BLM floats wild horse reduction plans

A 2015 gather of wild horses from the Beaty Butte Management Area,adjacent to the Hart Mountain National Wildlife Refuge in southern Oregon. The BLM is weighing four options for reducing the wild horse population
The U.S. Bureau of Land Management is considering four options to reduce the wild horse population by 69 percent over six to 12 years.

 
Mateusz Perkowski  

Capital Press     Published on May 2, 2018 10:10AM

The U.S. wild horse population would be reduced 69 percent over the next six to 12 years under four options being considered by federal land managers.

The alternatives were laid out in a report to Congress prepared by the U.S. Bureau of Land Management, which claims the number of wild horses and burros already surpasses what public lands in 10 Western states can sustain.

“If wild horse and burro populations continue to expand, the impacts to animal and plant species will grow more severe across even larger swaths of the Western public rangelands,” according to BLM’s report.

Ranchers in the West have often blamed wild horses for trampling streams and consuming grasses, resulting in livestock grazing curtailments by federal officials to restore rangeland health.

“When you have degraded lands like that, everyone is affected,” said Tom Sharp, a rancher near Burns, Ore., and president-elect of the Oregon Cattlemen’s Association.

The current situation isn’t tenable, since the horse population is poised to nearly double every four years, he said. “It’s not a sustainable proposition.”

The BLM proposes decreasing the current population of roughly 86,000 wild horses and burros to the “appropriate management level” of 26,715 between 2024 and 2030 by rounding them up for birth control, sterilization, euthanasia and sale.

While the BLM argues that due to limited forage and water, the “most inhumane and costly solution is to continue to take no decisive action,” wild horse advocates claim the agency is exaggerating problems to make room for livestock.
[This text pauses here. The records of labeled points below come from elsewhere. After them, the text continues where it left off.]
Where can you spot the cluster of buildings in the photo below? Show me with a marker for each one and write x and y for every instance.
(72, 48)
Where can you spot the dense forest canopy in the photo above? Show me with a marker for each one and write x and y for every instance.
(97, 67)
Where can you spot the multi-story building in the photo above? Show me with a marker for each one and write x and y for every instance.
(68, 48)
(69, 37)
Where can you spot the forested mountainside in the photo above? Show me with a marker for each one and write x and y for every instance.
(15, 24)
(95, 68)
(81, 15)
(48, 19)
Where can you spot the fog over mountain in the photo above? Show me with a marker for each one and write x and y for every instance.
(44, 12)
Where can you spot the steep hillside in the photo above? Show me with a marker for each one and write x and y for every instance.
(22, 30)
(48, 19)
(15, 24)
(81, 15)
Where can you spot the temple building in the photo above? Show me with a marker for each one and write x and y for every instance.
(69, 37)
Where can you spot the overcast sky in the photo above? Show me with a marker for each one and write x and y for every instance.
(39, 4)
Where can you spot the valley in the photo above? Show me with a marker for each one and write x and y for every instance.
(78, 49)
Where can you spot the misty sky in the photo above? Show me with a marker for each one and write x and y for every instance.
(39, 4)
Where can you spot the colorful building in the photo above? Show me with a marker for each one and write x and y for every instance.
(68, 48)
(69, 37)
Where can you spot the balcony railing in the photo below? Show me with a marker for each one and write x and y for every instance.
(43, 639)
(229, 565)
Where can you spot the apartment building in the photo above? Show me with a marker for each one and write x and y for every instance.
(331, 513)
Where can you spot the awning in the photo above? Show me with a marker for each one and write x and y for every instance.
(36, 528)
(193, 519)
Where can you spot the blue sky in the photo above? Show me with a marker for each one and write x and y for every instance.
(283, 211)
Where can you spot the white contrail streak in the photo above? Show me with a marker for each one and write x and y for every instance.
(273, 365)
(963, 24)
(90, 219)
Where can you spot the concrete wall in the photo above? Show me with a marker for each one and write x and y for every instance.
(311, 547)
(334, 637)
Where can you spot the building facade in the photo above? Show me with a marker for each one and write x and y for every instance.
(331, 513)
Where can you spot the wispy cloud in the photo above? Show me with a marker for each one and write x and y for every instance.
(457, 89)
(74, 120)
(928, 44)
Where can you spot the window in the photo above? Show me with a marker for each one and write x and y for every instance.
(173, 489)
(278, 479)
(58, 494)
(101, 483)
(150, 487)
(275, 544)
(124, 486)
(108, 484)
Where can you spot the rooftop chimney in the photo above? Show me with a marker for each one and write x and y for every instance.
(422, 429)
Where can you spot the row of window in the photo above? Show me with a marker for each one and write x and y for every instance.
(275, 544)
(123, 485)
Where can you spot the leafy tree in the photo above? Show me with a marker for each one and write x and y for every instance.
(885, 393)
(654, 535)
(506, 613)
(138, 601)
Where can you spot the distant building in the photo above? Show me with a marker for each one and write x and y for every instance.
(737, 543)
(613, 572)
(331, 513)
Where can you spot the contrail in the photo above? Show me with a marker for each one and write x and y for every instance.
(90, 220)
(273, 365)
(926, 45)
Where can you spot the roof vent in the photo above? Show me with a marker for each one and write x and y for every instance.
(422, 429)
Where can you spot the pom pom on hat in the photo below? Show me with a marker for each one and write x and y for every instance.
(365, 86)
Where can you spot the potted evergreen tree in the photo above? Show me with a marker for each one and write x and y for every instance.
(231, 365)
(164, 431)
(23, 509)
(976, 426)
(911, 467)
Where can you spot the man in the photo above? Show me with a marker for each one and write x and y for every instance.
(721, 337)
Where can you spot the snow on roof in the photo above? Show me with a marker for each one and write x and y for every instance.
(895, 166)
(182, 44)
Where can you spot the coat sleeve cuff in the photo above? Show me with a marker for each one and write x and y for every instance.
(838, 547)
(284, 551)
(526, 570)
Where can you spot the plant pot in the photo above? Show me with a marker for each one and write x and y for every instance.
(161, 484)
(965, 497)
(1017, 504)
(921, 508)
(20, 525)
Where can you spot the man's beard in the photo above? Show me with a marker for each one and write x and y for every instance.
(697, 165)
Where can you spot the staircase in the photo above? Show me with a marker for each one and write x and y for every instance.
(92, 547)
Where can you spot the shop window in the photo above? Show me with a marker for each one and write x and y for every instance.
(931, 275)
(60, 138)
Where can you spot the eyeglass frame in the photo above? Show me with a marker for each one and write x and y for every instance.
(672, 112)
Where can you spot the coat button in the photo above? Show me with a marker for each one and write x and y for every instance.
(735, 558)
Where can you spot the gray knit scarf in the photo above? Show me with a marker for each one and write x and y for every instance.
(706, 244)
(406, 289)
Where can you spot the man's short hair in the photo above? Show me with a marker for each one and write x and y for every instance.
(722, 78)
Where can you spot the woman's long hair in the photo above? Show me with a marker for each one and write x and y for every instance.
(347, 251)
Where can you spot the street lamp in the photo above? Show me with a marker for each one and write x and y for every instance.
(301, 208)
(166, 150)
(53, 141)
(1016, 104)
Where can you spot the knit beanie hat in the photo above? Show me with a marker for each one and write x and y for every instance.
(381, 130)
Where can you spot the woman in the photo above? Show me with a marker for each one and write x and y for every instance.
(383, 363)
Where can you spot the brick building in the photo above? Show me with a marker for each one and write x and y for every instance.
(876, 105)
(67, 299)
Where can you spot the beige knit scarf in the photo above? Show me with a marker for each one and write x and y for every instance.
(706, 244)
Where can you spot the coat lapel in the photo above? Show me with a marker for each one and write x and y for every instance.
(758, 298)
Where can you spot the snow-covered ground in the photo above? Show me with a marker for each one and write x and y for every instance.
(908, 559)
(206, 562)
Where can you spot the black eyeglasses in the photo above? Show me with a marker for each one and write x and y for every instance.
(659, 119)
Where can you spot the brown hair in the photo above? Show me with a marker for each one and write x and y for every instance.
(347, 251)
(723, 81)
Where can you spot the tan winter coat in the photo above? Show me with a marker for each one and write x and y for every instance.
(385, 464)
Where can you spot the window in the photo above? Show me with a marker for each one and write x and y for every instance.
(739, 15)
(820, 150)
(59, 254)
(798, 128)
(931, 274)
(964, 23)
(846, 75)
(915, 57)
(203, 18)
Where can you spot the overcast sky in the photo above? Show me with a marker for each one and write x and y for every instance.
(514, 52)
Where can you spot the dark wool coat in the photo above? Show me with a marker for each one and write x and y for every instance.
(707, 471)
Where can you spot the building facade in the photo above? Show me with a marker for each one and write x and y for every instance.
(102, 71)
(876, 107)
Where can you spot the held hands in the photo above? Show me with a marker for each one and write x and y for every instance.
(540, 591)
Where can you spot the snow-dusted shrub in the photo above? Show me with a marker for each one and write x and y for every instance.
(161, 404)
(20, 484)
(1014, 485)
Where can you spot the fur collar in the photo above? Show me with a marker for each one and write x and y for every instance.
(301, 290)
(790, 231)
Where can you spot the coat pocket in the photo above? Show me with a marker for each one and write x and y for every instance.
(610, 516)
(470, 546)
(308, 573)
Groups such as the American Wild Horse Campaign hope that despite BLM’s recommendations, Congress will retain existing restrictions on killing wild horses or selling them for slaughter.

“We do think Congress realizes the American people are strongly opposed to killing our iconic wild horses and burros,” said Suzanne Roy, the nonprofit’s executive director.

According to BLM, wild horses and burros have displaced native species — including sage grouse, pronghorn, deer, elk, and bighorn sheep — while areas they inhabit are more vulnerable to invasive species.

Caring for about 46,000 wild horses that were removed from rangelands and haven’t been adopted will cost the government $1 billion over the course of their lives in holding facilities, the agency said.

These considerations have led BLM to submit the following four options in its report:

• Under option 1, the “appropriate management level,” or AML, of 26,715 wild horses and burros would be achieved in eight years by using “all legal authorities” of the Wild Free-Roaming Horses and Burros Act of 1971. More recently, Congress has curtailed use of sale without restriction — such as for slaughter — and euthanasia in appropriations bills, but this option would rely on those methods, as well as contraceptives and sterilization.

• Under option 2, the AML would be achieved in 10 years with birth control, such as Porcine Zona Pellucida or PZP treatments, and “minimal permanent sterilization of mares or stallions.” This option would involve increased costs for caring for wild horses in holding facilities and other off-range sites.

• Under option 3, the AML would be achieved in six years “using an aggressive removal operation in conjunction with sterilization of 3,000 mares and stallions gathered annually.” The BLM would also provide an incentive of up to $1,000 to adopt horses, which would be a high up-front cost but reduce expenses for holding facilities over the long term.

• Under option 4, the AML would be achieved in 12 years through sterilization and adoption incentives, with an emphasis on fertility control rather than moving horses to off-range sites.

The Oregon Cattlemen’s Association believes the first option would be most effective, but the prospects of euthanasia and unrestricted sale will probably render it politically unfeasible, Sharp said.

“This has become a very political issue,” he said. “I don’t believe that’s going to happen.”

The fourth option will probably prove more palatable in terms of public sentiment, Sharp said.

The American Wild Horse Campaign supports “humane” birth control, such as PZP, but opposes the removal of ovaries and testicles because they’re “invasive, dangerous procedures” in an uncontrolled range environment, said Roy.

Permanent sterilization also interferes with hormones, “taking the wild out of wild horses” and basically turning them into pasture horses on federal land, she said.

While the Obama administration didn’t resolve the mismanagement of wild horses and continued roundups, it’s troubling the Trump administration has perpetuated these problems while also pushing for slaughter, Roy said.

A population of 26,715 wild horses and burros would be “basically extinction level” and is based on a calculation of AMLs that’s arbitrary, she said. “There’s literally no scientific basis for them.”